The company’s training program updates include the launch of the Ryder Accelerated Maintenance Program (RAMP), which offers high school seniors an opportunity to obtain hands-on experience by working part-time. Other programs include an 18-month technician trainee program and the company’s seven-year-old Pathway Home program, a 12-week diesel maintenance technician training program for personnel exiting military service.
Also in July, Ryder announced the establishment of Baton, A Ryder Technology Lab in Silicon Valley. “Baton’s mission is to pioneer a suite of groundbreaking customer-facing technologies designed to revolutionize how Ryder’s customers interact with their transportation and supply chain networks,” the company said. “These technologies will digitize and optimize networks at a level not currently available in the industry and will prepare Ryder for the coming artificial intelligence (AI) wave.”
Nate Robert (left) and Andrew Berberick (right) are leading Baton, A Ryder Technology Lab in Silicon Valley.
Photo courtesy of Business Wire
“The establishment of a Silicon Valley-based technology lab is a natural evolution for Ryder, as we build on the $1.3 billion in strategic investments we’ve made over the past five years to develop, acquire, and invest in innovative technologies, products, and services that help make our customers’ logistics networks more efficient and resilient,” said Karen Jones, CMO and head of new product development for Ryder.
Founded 90 years ago in Miami, the company also made a headquarters move this year. Its former 16.8-acre campus was sold to Bridge Industrial in March for $42.1 million.
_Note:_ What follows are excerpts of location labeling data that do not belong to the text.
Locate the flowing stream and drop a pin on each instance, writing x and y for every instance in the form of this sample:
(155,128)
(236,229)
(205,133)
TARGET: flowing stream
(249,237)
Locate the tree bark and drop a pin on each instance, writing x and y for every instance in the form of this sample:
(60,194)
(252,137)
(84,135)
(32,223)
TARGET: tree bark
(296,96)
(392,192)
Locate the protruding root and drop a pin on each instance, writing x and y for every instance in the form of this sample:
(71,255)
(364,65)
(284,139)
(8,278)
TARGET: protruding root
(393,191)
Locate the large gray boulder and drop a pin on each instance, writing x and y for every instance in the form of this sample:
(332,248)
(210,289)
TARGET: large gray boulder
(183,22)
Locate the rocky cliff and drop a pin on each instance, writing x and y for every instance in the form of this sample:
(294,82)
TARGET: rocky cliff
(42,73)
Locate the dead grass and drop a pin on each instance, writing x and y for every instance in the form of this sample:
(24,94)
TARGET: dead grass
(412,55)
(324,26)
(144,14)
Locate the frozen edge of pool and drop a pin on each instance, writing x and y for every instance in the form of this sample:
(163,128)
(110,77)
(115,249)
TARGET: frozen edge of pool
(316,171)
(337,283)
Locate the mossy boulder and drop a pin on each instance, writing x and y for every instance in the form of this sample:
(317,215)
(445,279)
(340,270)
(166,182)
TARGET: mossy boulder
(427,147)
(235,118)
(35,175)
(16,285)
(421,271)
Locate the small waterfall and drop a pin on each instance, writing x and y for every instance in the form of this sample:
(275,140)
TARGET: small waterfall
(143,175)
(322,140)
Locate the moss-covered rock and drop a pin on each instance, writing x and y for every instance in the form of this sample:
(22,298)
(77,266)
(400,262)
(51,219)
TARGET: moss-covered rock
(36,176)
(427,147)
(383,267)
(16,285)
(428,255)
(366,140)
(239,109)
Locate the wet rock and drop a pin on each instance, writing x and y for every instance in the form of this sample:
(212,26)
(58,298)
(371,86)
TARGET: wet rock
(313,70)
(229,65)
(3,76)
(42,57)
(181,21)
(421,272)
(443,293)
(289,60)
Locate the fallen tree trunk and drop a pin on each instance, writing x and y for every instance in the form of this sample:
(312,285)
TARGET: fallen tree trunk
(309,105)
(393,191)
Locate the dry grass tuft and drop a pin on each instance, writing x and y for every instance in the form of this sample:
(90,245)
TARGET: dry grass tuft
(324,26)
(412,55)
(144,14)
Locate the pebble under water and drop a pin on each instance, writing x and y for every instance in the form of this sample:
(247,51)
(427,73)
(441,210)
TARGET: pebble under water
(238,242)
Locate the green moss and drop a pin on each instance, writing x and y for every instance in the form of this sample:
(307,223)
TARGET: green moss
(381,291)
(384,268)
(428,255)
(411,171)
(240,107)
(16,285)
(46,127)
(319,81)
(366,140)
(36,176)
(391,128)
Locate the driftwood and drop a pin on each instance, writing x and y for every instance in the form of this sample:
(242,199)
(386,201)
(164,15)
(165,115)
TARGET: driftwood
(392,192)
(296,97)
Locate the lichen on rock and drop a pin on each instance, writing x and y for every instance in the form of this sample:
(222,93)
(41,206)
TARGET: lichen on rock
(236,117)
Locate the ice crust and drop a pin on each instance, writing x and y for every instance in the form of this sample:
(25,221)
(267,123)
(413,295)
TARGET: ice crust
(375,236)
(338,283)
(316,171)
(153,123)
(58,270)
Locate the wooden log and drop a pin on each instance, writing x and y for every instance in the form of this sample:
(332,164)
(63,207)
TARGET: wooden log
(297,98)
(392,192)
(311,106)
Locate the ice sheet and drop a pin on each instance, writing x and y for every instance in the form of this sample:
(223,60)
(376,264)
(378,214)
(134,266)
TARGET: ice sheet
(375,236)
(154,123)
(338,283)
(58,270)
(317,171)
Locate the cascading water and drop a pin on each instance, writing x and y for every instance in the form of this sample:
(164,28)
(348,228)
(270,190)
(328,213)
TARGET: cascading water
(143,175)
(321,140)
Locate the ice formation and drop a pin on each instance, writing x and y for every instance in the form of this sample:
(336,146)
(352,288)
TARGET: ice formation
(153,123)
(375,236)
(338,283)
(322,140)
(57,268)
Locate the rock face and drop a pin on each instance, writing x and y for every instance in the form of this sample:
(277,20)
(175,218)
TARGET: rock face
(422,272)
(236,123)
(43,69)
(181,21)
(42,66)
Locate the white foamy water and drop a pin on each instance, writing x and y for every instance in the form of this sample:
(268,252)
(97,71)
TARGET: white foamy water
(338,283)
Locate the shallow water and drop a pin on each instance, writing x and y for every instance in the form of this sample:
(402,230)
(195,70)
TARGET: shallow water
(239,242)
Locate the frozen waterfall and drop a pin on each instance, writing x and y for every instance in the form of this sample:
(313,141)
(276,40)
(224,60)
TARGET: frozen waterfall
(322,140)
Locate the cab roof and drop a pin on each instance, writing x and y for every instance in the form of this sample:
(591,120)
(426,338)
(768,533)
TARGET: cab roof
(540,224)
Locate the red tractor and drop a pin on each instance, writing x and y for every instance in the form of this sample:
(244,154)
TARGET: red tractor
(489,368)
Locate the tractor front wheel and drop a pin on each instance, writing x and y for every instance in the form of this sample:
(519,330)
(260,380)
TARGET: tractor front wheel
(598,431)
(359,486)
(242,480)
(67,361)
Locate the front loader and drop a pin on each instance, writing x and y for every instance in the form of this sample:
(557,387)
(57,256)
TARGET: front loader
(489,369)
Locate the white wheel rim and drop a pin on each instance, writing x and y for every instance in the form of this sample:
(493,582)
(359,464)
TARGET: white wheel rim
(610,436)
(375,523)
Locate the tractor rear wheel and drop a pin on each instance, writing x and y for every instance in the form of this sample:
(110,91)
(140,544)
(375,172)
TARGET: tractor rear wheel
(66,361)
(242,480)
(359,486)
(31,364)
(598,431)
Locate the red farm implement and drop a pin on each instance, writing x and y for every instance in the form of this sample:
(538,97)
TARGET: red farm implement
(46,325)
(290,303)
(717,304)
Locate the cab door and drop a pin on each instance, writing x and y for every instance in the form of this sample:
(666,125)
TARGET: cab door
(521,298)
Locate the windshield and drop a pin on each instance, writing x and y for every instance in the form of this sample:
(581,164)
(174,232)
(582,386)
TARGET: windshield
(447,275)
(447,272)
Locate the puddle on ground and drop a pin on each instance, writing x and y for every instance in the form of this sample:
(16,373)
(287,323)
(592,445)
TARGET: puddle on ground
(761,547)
Some 800 South Florida employees work for the HQ, though many have have worked remotely or in a hybrid manner since March 2020.
“Like many companies post-pandemic, we determined we needed much less office space than we were utilizing at our headquarters building,” said Ryder Chairman and CEO Robert Sanchez. “We were pleased with the current location of our headquarters office, but with the vacant space in the building and the very attractive rates for a buyer to move in or redevelop the site, we knew selling and downsizing was the right decision to make.”
The company leased back the sold HQ campus for 12 months as it searched for other options in Miami-Dade County. It didn’t take long. In May, Ryder signed a long-term lease for a new headquarters location at the Colonnade office tower in Coral Gables.
“In our 90th year, it was important that we honor our founding and remain headquartered in Miami-Dade County which continues to be a logistics gateway and a county with a growing technology and innovation footprint,” Sanchez said. “Coral Gables is a nationally recognized and business-friendly city that will enable us to continue to attract and retain the best talent, and we look forward to calling it our new home. Ryder expects to occupy the space by early 2024.